Após uns comentários lisonjeiros de uns e outros, os amigos despediram-se de Hermione, embora insistindo-lhe que os acompanhasse. Hermione negou-se, mas não porque acreditava que Draco apareceria por ela, ao pé da escada da Torre, e sim porque desejava acalmar-se.
Rony ficou por uns segundos observando-a com preocupação. Ao notar isto, Hermione sorriu-lhe tão amplamente quanto pode e prometeu-lhe cuidar-se e reunir-se com eles o quanto antes. O ruivo não esteve tão seguro mas, após umas palavras de consolo, acabou saindo em busca de Luna Lovegood.
Por sua parte, Draco caminhava até a Torre e neste momento deu-se conta de algo. Como buscaria a Grifinória se nem sequer sabia se ela o estaria esperando? McGonagall teria advertido-a tal como o fez Snape a ele?
O loiro sentiu uma explosão de raiva em seu ser. Apertou os dentes com tamanha força que suas bochechas se ruborizaram. Por que essas coisas tinham que acontecer com ele? Chegar com uma Grifinória... que grande estupidez! Porém, se ele chegasse e ela não estivesse ao pé da escada, partiria dali em um segundo. Assim, facilmente.
Todavia, para sua desgraça, ao chegar à escada da Torre dos Leões, Rony Weasley vinha descendo e, ao verem-se um ao outro, o sangue começou-lhes a ferver.
Malfoy sabia que estava no território do ruivo e por isso não foi o primeiro a lançar seu habitual sarcasmo.

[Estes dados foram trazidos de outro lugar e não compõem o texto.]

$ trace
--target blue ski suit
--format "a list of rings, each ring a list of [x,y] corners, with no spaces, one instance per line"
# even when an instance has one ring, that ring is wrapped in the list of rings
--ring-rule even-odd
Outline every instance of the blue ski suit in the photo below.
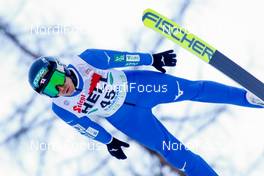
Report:
[[[96,118],[104,117],[187,175],[217,175],[199,155],[187,150],[161,124],[152,108],[161,103],[184,100],[258,106],[250,104],[245,97],[246,91],[240,88],[212,81],[190,81],[154,71],[112,69],[152,63],[152,55],[148,53],[88,49],[68,65],[78,80],[76,91],[70,97],[54,98],[52,110],[81,134],[101,143],[112,140],[112,135],[95,122]],[[124,89],[103,89],[107,85],[121,84]],[[178,150],[166,147],[172,143],[181,147]]]

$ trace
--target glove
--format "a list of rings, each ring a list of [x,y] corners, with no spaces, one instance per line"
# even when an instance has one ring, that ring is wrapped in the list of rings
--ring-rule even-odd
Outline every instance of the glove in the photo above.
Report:
[[[113,140],[107,145],[107,150],[109,153],[116,157],[117,159],[126,159],[127,156],[124,154],[121,147],[129,147],[128,143],[122,142],[116,138],[113,138]]]
[[[162,67],[170,66],[173,67],[176,65],[177,60],[174,59],[176,54],[173,53],[173,50],[164,51],[162,53],[152,54],[153,63],[152,66],[162,73],[166,73],[166,70]]]

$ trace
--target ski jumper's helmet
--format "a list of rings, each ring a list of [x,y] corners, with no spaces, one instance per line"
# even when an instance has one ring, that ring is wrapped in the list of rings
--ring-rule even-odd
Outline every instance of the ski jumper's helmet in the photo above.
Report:
[[[28,81],[39,94],[58,97],[58,86],[63,86],[69,70],[56,57],[45,56],[37,58],[31,65]]]

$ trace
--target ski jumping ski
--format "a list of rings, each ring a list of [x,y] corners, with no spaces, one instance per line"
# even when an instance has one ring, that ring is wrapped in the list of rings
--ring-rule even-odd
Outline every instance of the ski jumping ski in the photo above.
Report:
[[[152,9],[144,11],[145,26],[157,31],[230,77],[264,101],[264,84],[213,46]]]

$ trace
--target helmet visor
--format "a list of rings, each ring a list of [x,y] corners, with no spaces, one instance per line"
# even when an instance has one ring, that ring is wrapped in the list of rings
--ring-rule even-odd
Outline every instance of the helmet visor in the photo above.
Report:
[[[42,93],[50,97],[57,97],[59,95],[57,86],[63,86],[65,83],[65,78],[65,73],[55,70]]]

Simplesmente ergueu o rosto com grande altivez, para que o garoto visse que não lhe tinha nenhum respeito.
- O que você faz aqui? - Perguntou Rony, quando estavam frente a frente.
- Isso não lhe importa, Weasley...- Draco respondeu despoticamente.

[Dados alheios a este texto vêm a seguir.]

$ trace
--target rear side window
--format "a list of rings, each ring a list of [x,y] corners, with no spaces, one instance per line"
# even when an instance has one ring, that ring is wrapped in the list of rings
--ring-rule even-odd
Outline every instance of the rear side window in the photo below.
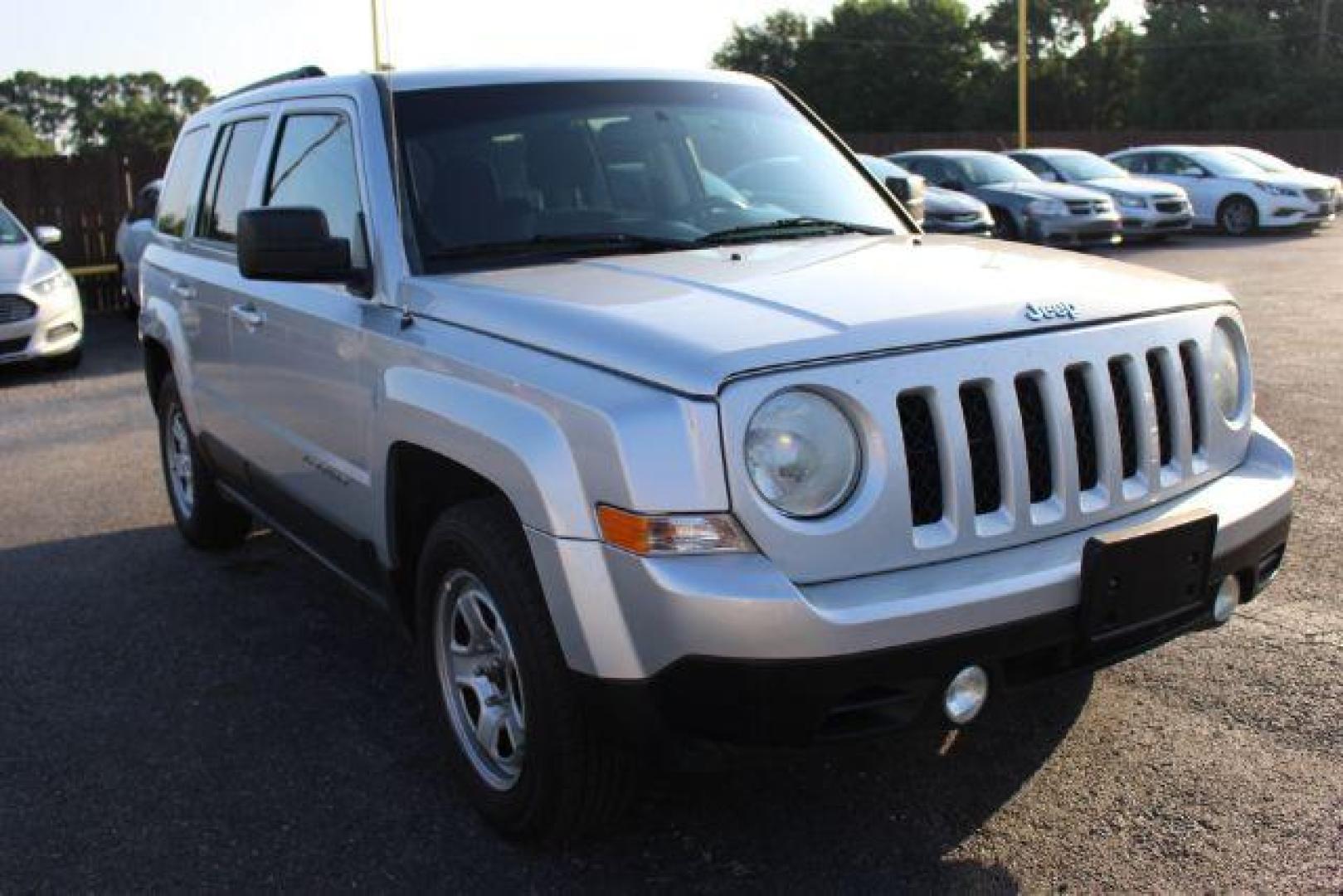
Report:
[[[200,175],[200,156],[205,148],[207,128],[197,128],[183,134],[173,150],[172,163],[168,165],[168,180],[164,181],[163,195],[158,199],[158,211],[154,227],[161,234],[181,236],[187,230],[187,218],[191,215],[191,201],[196,196],[197,177]]]
[[[338,113],[287,116],[266,180],[267,206],[306,206],[326,215],[332,236],[349,240],[351,261],[367,263],[359,215],[359,173],[349,120]]]
[[[265,136],[265,118],[235,121],[220,129],[205,177],[205,195],[196,222],[197,236],[220,243],[236,242],[238,212],[247,201]]]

- Eu o advirto Malfoy... você não está nas masmorras... - disse Rony, apontando-lhe com um dedo.
- Já tem coragem para me enfrentar, Weasley? Só por ter uma roupa nova, isso não faz de você merecedor de me enfrentar... não somos iguais.
- Claro... nisso você tem razão... não somos iguais. Você é uma serpente asquerosa...

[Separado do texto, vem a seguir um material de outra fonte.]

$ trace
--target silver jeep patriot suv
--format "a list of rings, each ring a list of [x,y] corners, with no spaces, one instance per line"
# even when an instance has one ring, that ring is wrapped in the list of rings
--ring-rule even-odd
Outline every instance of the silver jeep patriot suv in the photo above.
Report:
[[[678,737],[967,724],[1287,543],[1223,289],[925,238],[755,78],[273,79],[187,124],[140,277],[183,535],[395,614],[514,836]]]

- E você, uma imunda doninha que, cedo ou tarde, voltará ao lodo de onde surgiu...
Ambos os bruxos sacaram as varinhas ao mesmo tempo e apontaram para a cabeça de um e outro.
- Não tem medo, Malfoy? Agora você não veio com seus gorilas para que o defendam. - Rony disse, com todo o ódio que era possível expressar.
- Medo? Deve estar brincando, Weasley... quem teria medo de enfrentar uma pequena porcaria como você?
Rony lançou o primeiro feitiço e fez com que Draco caísse estrepitosamente de costas, mas o Sonserino levantou-se muito rápido e foi o segundo a lançar o outro feitiço, fazendo com que o ruivo se estatelasse contra uma parede.
- Suponho que agora que seu pai está num melhor cargo, você já tem o que comer, não é 'Weasel'? Já engordou mais que sua mãe?
Rony apertou os dentes e, com toda a força que pode, comprimiu a varinha para lançar novamente outro feitiço.
- Expelliarmus!
Uma luz surgiu desde o alto da escada e fez com que a varinha de Rony lhe escapasse. Rony olhou, com o rosto contorcido, a pessoa que o havia desarmado.
- É suficiente!
A voz de Hermione retumbou desde o alto da escadaria de Grifinória, enquanto descia com rapidez. Draco ergueu a varinha para atingir Rony, mas Hermione desarmou-o também.
- Sempre tão valente, não Malfoy? - disse Hermione movendo, em círculos, a sua varinha em direção ao loiro.
- O que isso lhe diz respeito... estúpida? - Draco olhou-a rancorosamente.
Rony quase partia para cima do loiro até que Hermione, novamente, o deteve.
- Não prossiga, Rony... não dê importância a esse animal... ele não merece que, por culpa dele, castiguem você.
- Você não pode defender-se sozinho, Weasley? - disse Draco a Rony, sarcasticamente.
- Não provoque, Malfoy... eu o advirto... - Hermione e Draco ficaram frente a frente.
Quando ficaram nessa posição, uma estranha sensação tomou o Sonserino. Nesse momento, podia apreciar a aparência da garota e, sem desejá-lo, surpreendeu-se.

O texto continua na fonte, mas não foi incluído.